# 36 Schwinn



## schwinnguyinohio (Feb 20, 2020)

Thought someone may be interested


----------



## KingSized HD (Feb 20, 2020)

1936 Schwinn La Salle - bicycles - by owner - bike sale
					

Real good shape, ser pic



					cincinnati.craigslist.org
				




They're showing the serial # as E43301 which, I think, would make it a 1940.  But if this is original paint the fireball/ramshead wasn't out until 1941 I believe.
Anyway, it's a really good price for an equipped, prewar Schwinn. **

**Assuming it's a 26" frame.


----------



## barneyguey (Feb 20, 2020)

KingSized HD said:


> 1936 Schwinn La Salle - bicycles - by owner - bike sale
> 
> 
> Real good shape, ser pic
> ...



 The fireball/ramshead paint scheme was used on 1940 models also. Barry


----------



## Krakatoa (Feb 20, 2020)

Something about that tank seems off...


----------



## GTs58 (Feb 20, 2020)

Krakatoa said:


> Something about that tank seems off...



 Kinda looks like this piece had an earlier repaint.


----------



## 1motime (Feb 20, 2020)

GTs58 said:


> Kinda looks like this piece had an earlier repaint.

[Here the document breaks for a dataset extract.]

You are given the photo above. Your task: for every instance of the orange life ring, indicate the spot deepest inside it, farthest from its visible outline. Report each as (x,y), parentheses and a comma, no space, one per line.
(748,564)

That is not original paint.


----------



## Krakatoa (Feb 20, 2020)

Obviously the paint is not right. I'm talking about the shape of the tank.


----------



## bobcycles (Feb 20, 2020)

that is no DX tank....franken bike with some Ok parts....
price is not too outrageous for what is there.


----------



## Kato (Feb 21, 2020)

Boy I'm glad I check here all the time...........was thinking about checking it out but I thought stuff just looked wrong also.


----------



## Kato (Feb 25, 2020)

Bike is sold.............buyer from Mincie, IN


----------